Assuming one drive per pump, no other circuit elements, then it's a real mystery. But you must understand the way drives can work, especially DTC (Direct Torque Control) drives like the ACS800. The output of the VFD can be set for a current limit setting. In order to accomplish that limitation of current in a circuit, the drive must alter the voltage and frequency being applied, regardless of what you are telling it to do. That's the only control it really has, it cannot control the actual current that the load demands unless it essentially changes the nature of the load, which in the case of a pump, means lower the amount of pumping it is doing by lowering the speed of the pump. But if the pump shaft is not turning, then the motor is in a Locked Rotor condition and the current will attempt to go to 600% of the FLC. Drive will stop that at whatever the current limit setting is, but that means driving the speed down, and that also results in driving the RMS voltage down as well. The result: high current, little voltage, also little speed, but you may not be able to see that.

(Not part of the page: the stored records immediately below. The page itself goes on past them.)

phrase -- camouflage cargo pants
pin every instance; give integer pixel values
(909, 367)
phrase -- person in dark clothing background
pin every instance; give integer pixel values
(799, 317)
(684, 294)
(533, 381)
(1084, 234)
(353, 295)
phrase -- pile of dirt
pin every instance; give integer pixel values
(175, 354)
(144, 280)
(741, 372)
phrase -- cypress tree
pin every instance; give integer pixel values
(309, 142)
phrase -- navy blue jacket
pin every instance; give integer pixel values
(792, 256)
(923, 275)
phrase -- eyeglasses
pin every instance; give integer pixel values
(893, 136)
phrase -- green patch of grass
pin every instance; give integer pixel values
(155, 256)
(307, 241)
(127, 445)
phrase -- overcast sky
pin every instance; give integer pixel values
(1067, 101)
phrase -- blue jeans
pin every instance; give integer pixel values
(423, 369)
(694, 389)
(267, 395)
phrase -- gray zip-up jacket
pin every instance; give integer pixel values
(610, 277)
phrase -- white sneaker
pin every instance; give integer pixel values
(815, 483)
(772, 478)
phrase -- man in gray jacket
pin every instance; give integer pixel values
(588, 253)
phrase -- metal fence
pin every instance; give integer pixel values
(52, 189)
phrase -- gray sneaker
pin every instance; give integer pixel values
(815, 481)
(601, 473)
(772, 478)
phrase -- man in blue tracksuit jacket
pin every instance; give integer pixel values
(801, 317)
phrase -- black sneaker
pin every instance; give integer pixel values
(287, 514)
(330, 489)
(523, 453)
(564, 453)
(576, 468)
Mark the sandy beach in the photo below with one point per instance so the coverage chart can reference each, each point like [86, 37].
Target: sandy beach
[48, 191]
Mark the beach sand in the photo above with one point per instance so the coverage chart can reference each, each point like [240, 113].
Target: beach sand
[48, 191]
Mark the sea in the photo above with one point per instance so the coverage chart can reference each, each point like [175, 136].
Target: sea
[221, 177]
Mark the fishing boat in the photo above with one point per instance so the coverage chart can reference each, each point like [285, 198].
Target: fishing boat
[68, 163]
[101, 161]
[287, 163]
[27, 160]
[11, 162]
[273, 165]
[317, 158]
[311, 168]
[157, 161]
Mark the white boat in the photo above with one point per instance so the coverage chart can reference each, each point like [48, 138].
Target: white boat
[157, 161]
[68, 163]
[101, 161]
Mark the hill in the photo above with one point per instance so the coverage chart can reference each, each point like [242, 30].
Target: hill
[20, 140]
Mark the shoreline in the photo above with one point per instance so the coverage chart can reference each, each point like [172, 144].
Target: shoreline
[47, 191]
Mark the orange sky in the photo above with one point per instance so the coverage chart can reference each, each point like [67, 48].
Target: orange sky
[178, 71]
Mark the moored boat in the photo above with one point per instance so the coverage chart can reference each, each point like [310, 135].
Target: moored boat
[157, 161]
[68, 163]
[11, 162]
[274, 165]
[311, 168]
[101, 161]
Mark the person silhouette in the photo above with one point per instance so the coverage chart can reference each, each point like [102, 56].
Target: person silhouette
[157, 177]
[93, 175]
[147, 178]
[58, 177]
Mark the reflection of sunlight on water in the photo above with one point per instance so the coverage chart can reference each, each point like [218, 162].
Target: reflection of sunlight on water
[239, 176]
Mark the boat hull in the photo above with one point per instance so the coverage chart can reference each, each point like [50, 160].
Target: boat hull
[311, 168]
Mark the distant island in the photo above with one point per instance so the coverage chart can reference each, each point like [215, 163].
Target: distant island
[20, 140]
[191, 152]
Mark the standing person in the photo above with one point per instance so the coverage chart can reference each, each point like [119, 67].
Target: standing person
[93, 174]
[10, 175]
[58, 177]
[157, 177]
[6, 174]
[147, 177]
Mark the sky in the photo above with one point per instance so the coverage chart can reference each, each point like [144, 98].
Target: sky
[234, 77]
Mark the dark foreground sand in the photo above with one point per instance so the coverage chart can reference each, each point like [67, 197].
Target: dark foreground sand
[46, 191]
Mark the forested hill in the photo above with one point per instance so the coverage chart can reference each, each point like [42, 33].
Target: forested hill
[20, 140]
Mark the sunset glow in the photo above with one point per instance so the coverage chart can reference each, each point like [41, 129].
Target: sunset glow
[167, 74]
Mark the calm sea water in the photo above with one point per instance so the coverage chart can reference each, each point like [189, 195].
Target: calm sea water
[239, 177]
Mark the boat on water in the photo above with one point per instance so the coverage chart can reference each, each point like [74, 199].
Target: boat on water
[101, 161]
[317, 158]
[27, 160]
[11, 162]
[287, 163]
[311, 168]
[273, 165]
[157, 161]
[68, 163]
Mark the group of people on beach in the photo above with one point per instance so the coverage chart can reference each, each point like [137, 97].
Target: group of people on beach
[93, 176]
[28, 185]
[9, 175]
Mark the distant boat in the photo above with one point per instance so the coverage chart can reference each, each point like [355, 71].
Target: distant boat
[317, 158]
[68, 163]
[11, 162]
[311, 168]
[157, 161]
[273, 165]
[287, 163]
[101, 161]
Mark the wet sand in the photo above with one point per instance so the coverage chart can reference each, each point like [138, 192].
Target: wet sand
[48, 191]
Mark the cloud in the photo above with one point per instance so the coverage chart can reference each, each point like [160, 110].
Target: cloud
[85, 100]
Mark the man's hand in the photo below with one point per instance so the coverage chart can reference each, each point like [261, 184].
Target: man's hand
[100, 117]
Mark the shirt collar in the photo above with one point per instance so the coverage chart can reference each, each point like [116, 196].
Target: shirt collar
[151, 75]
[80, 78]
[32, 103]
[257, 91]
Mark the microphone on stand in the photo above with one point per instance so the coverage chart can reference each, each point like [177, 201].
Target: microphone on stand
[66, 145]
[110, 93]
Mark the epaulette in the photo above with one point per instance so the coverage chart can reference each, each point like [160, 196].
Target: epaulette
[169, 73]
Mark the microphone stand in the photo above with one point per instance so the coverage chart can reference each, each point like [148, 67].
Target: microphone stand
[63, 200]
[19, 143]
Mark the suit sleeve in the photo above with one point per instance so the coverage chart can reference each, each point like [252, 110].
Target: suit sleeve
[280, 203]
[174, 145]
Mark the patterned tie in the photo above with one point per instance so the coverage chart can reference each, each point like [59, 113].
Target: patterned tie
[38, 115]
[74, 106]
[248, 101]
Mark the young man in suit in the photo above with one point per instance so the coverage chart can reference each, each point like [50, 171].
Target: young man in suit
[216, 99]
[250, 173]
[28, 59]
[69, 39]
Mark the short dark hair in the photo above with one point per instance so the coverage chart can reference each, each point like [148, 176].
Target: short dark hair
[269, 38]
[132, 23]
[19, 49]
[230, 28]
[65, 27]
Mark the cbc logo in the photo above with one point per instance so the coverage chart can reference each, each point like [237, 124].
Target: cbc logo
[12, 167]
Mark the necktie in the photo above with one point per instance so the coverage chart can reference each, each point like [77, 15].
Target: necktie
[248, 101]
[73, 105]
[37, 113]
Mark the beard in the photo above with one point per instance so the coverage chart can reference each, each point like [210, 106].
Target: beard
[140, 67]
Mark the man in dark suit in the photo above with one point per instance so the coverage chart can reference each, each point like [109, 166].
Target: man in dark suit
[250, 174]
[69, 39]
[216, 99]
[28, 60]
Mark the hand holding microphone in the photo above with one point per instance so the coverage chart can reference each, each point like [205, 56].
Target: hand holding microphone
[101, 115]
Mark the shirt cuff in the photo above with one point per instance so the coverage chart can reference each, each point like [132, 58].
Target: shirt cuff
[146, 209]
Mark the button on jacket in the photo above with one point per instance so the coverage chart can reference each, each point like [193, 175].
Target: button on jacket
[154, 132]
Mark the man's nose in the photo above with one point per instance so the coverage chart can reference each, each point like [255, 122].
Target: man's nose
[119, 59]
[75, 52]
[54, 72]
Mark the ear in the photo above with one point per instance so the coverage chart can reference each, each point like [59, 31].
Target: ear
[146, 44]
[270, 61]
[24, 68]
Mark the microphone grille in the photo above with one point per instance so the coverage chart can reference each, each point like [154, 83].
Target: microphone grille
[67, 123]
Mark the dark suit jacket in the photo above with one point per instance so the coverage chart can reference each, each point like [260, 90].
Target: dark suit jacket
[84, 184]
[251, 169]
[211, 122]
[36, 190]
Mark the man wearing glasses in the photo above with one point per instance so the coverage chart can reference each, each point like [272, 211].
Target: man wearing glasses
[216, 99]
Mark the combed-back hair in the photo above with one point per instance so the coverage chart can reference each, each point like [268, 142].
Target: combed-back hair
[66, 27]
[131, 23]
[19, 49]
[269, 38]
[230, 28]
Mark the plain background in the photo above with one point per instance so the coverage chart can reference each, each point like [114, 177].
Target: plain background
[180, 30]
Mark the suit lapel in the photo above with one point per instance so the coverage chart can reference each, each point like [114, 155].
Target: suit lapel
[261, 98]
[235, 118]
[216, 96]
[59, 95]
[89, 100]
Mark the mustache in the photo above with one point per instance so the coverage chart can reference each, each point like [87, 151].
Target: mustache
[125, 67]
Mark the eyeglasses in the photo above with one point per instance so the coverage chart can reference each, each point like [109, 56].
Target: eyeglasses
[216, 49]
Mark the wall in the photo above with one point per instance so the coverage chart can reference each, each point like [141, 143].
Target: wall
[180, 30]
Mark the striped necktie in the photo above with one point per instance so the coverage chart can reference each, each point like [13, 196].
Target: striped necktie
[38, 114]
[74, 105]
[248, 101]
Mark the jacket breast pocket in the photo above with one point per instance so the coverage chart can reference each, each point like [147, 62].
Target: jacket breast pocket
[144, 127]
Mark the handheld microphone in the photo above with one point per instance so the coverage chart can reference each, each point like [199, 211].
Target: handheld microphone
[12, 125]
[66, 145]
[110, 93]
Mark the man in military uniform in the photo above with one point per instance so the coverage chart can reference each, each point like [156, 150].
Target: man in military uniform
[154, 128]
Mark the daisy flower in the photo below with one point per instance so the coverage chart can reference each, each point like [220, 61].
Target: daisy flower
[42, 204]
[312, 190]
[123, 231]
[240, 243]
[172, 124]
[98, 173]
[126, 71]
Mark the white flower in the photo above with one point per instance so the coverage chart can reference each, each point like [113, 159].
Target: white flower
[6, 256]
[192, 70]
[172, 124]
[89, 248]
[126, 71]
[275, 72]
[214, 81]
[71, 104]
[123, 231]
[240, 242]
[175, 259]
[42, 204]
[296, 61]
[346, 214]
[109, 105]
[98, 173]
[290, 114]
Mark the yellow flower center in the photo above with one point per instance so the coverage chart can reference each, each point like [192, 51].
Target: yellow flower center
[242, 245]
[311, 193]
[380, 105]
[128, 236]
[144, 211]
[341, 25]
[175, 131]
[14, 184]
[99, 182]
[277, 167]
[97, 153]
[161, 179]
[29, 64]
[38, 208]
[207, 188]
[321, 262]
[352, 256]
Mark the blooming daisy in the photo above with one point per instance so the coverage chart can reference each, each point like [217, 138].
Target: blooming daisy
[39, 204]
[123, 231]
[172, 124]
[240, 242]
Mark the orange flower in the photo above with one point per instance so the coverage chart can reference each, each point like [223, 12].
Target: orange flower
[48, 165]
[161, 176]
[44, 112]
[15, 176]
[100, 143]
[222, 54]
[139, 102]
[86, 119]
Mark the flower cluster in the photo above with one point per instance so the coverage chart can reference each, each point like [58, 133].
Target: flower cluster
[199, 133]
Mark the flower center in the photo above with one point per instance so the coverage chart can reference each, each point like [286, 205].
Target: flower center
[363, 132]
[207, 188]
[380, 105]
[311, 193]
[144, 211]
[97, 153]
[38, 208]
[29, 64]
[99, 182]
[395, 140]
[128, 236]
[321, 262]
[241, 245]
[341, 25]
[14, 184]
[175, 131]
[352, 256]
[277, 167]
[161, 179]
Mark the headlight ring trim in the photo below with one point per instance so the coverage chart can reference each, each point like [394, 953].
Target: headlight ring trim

If I had to guess as to why this is happening when it does NOT happen if only one pump is running, is that this is ultimately a mechanical problem. Many types of vertical pumps, including submersibles, have a "thrust bearing" arrangement to absorb the upward thrust created by the spinning motor and the lift that creates. But at the same time, it DEPENDS on the hydrodynamics of that lift in order to get off of the lower bearing, or sometimes there IS NO lower bearing at all, the liquid flowing is the lower bearing. If you have two pumps starting together, and one starts slightly faster than the other ad there is no means of back flow prevention, it's head pressure is forcing the lagging pump downward onto its bottom resting point, it never lifts off of it, never develops the lift into the thrust bearing and the rotor remains locked. Drive #2 then keeps dropping the speed to maintain the current limit, which exacerbates the problem and perpetuates it until the drive trips off line.
Solution? Back flow prevention on each pump output, no current limit, synchronized ramping of both drives together, some combination of the above.
Possibilities other than that, one pump is pumping backward. It can be hard to tell because there is flow either way, just more flow in one direction. But if that were the case, the problem would only happen in one direction, meaning A then B, not not B then A, at least I think so, it depends on a lot of other things.
If it IS just one VFD and two pumps and you are using contactors to select one or two, then it may be that one contactor is closing sooner, the direction is wrong, any nomber of other issues could be going on there. If that is the case, clear that up before we waste any more time on this.